Very little is known about how companies make decisions about budgets for training. Previous research on employee training has focused on the impact of training on an individual's success in the labor market. Economists have also studied why employers are more likely to train certain persons than others. This study, on the other hand, uses a unique data base on human resource practices in U.S. businesses (the Columbia Business School Human Resources Survey) to study the variation in the training effort across companies. A simple economic model is used to derive several testable hypotheses about the variables that can explain why some businesses invest more in employee training than others. The role of firm characteristics as well as characteristics of the company's industry are studied. The model correctly predicted that large businesses, those with high capital-labor ratios, and those with a high proportion of internal promotions were more likely to have formal training programs. In the case of cost, however, the model performed poorly. Further research is needed to obtain alternative measures of the extent of training and its cost-effectiveness in terms of the organization. (KC)

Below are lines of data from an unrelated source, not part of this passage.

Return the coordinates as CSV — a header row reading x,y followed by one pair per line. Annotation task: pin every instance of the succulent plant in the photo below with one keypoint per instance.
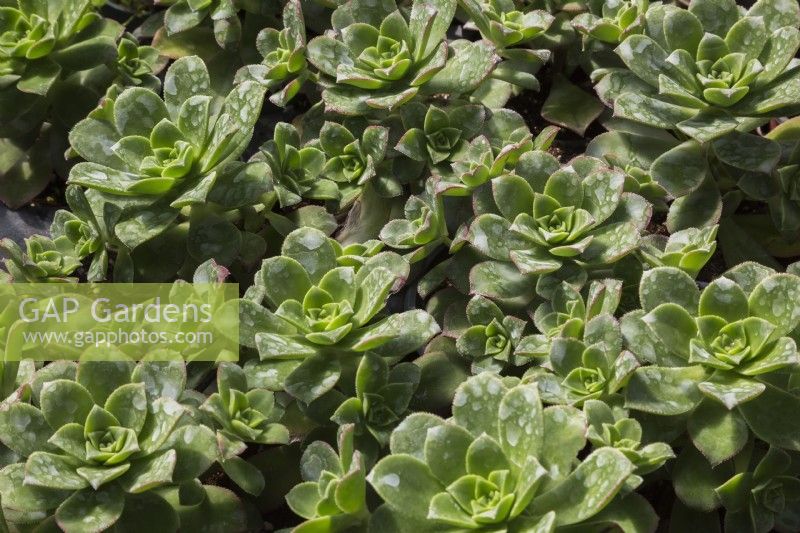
x,y
332,496
381,400
490,339
578,213
377,58
514,32
352,162
612,427
593,366
323,316
688,249
438,135
611,21
284,67
423,229
295,169
158,157
489,155
43,260
729,70
489,467
763,497
723,347
184,15
99,462
242,417
567,312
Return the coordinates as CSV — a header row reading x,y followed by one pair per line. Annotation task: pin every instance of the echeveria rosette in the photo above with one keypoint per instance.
x,y
727,350
99,461
611,426
43,260
284,68
136,65
634,154
184,15
377,59
242,417
708,70
295,168
566,313
513,31
382,397
688,249
491,337
160,155
333,494
352,162
41,42
579,213
438,136
502,463
764,497
323,317
591,367
505,139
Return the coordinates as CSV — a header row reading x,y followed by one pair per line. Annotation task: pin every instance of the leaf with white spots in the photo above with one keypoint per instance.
x,y
773,418
63,401
668,284
283,279
26,498
589,488
23,428
681,169
187,77
314,377
137,111
149,473
665,391
129,405
410,435
521,427
719,433
725,299
405,483
162,419
564,433
477,402
53,471
777,299
446,448
87,511
195,447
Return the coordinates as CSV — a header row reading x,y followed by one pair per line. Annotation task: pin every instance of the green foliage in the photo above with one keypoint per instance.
x,y
726,70
97,440
453,315
502,462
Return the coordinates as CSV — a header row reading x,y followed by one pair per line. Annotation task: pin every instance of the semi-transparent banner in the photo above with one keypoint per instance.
x,y
48,321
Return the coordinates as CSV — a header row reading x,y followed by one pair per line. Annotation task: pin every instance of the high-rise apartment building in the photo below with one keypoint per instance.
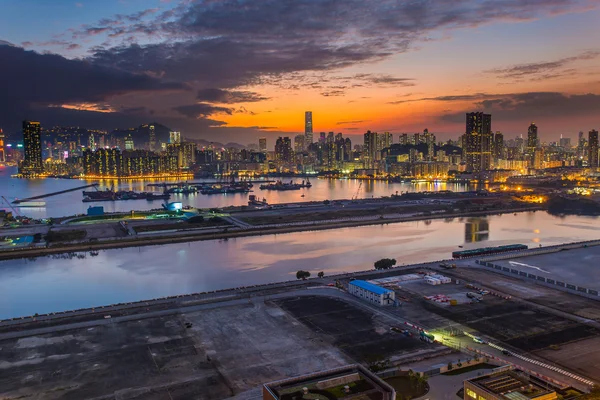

Publication Type: Reports - Research; Speeches/Meeting Papers
Education Level: N/A
Sponsor: National Assessment of Vocational Education (ED), Washington, DC.
Authoring Institution: Columbia Univ., New York, NY. Inst. on Education and the Economy.
Note: Paper presented at the Conference on Employer-Sponsored Training (Alexandria, VA, December 1-2, 1988). Set in small type. For related documents, see ED 283 020, ED 290 881, ED 299 412, ED 297 150, CE 053 752-774, and CE 053 783-797.